Al momento todas las miradas se dirigieron hacia él y el populacho enmudeció. Pero solo un instante antes de que los gritos, las maldiciones y los rezos abarrotaran la plaza. Cynthia estaba entre la multitud. Había observado desde el otro lado del círculo de gente cómo aquel joven se había desvanecido repentinamente.
«¿Qué
le habrá pasado? —una idea se le pasó por la cabeza, tan fugaz como
un relámpago—. ¿Habrá sido una casualidad o...?» Ignoró sus
pensamientos por el momento y se marchó de la plaza, no sin antes
girar la cabeza para echar una última mirada al muchacho.

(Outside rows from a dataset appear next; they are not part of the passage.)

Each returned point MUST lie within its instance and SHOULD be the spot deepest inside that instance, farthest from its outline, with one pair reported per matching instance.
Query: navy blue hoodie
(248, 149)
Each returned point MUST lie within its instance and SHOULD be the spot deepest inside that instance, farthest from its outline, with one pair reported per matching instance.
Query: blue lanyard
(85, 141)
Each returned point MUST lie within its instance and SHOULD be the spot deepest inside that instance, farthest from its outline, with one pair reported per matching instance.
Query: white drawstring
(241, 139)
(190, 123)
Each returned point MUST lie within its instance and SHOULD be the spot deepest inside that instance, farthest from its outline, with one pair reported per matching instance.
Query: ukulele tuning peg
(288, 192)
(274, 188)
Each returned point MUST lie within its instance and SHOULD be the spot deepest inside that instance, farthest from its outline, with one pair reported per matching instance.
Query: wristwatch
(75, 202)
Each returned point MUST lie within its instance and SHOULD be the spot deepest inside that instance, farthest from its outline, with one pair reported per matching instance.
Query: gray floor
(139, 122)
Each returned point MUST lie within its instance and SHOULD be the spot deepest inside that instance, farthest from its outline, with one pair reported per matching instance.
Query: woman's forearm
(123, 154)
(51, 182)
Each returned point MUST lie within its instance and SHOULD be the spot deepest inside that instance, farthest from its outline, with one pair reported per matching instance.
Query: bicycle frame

Regresó al orfanato donde vivía y trabajaba. Una preciosa pero desgastada
verja negra de dos metros rodeaba el edificio, dejando solo un
pequeño jardín donde crecían algunas coloridas flores. Hoy era su
único día de descanso de la semana, cualquier otro día se hubiera
dirigido a las cocinas a charlar con su amiga y cocinera la anciana
Señora Joy, pero esta vez se dirigió a su cuarto. La cama estaba
hecha y por la ventana abierta entraba un tímido olor a césped.
Abrió con llave su cómoda, donde guardaba sus cosas y tras
revolverlo todo hasta llegar al fondo del mueble, agarró la tapa
dura de un libro y lo sacó. Hacía tiempo que no ojeaba aquel libro.
Era completamente negro. Viejo y negro. No tenía título, ni en
ningún rincón se podía ver el nombre del autor. Se sentó en la
cama y lo abrió sobre sus rodillas. Algunas páginas contenían solo
texto, otras símbolos, muchas estaban en blanco. No tenía capítulos
ni estaba organizado de alguna forma aparentemente coherente. Era
como un enorme diario de algún loco que se había dedicado toda su
vida a escribir delirios y dibujar símbolos sin sentido. Pero no era
así, aquel extraño lenguaje sí tenía sentido, ella lo sabía.
Pasaba
las páginas con delicadeza, buscando algo en concreto, pero no lo
encontraba. De repente, algo se posó en el alféizar de la ventana.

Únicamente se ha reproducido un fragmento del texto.